Once data and processing capabilities are aligned, attention shifts to how systems interact. Many environments still rely on connections designed for periodic exchange, which makes it difficult for actions to move across systems as they happen. An API-led approach begins to address this by allowing systems to communicate more directly, while event-driven mechanisms ensure that responses are triggered as conditions change. Together, they create a flow where information and actions can move across the environment without waiting on coordination points. 

  • Governance & Security 

As systems become more capable of acting on their own, the need for control does not diminish; instead, it becomes more embedded within how the environment operates. Hence, governance is about ensuring that every action follows a defined structure. Identity, policy, and traceability work together to maintain accountability, allowing systems to operate independently within defined boundaries. 

  • Observability 

As these layers come together, understanding how the environment behaves becomes increasingly important. Decisions are no longer based solely on planned outcomes, but on how systems are performing as they operate. Observability provides that perspective, by offering a continuous view of how data moves, how systems respond, and how outcomes take shape over time. This visibility allows organisations to adjust as they scale, ensuring that what has been built continues to support what is expected of it. 
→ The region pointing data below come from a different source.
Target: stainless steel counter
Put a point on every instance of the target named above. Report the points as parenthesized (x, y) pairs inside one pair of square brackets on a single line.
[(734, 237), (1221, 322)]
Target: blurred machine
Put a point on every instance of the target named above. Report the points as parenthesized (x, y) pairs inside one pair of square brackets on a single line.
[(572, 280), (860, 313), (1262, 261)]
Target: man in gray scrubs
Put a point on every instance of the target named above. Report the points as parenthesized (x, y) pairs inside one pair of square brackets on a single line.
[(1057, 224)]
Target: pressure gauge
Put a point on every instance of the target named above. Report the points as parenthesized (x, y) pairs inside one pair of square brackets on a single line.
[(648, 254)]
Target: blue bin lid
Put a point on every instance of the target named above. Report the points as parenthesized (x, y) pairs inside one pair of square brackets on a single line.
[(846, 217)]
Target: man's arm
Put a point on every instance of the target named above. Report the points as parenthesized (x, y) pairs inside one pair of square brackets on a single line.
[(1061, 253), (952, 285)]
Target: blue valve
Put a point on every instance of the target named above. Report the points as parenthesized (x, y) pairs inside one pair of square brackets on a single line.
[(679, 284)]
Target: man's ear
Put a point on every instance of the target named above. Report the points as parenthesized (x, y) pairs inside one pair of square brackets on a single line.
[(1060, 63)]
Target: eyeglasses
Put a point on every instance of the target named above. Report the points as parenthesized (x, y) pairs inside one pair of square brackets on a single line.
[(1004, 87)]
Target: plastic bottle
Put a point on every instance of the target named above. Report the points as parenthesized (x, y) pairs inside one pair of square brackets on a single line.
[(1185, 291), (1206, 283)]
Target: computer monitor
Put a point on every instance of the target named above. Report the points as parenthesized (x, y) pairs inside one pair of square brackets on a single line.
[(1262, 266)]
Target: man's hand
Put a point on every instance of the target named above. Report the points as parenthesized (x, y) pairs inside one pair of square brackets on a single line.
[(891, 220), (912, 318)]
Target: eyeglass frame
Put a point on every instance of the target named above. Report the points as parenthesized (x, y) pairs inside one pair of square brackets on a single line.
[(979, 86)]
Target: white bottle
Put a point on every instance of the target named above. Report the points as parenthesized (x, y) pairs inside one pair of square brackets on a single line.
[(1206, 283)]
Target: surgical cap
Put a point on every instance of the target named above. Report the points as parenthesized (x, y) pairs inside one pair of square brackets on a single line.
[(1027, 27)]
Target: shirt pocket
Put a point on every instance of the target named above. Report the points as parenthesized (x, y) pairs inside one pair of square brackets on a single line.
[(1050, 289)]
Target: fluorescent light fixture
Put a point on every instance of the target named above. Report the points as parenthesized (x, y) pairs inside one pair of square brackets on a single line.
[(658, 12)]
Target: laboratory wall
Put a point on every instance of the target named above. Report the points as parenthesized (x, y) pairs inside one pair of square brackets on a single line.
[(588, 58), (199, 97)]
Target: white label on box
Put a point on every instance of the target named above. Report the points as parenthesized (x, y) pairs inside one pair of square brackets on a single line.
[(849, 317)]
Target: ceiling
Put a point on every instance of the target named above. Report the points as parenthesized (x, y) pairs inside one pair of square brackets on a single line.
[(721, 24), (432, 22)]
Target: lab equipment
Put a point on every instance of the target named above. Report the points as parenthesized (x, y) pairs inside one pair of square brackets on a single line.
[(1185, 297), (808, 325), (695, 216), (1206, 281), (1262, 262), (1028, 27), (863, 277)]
Your Cloud Foundation Determines How Far AI Can Go 

By this stage, most organisations have already invested in both cloud and AI. What sets them apart is how well the two are able to work together within the same environment. In some cases, progress continues with added effort at each step, while in others, new capabilities extend more naturally from what is already in place. That difference is shaped by how the system design has been structured, and whether it can support systems that rely on continuous data, coordinated execution, and immediate response. In essence, cloud sets the conditions for how far AI can be taken across the organisation and how consistently it can operate once it is there. The choices made here shape everything that follows.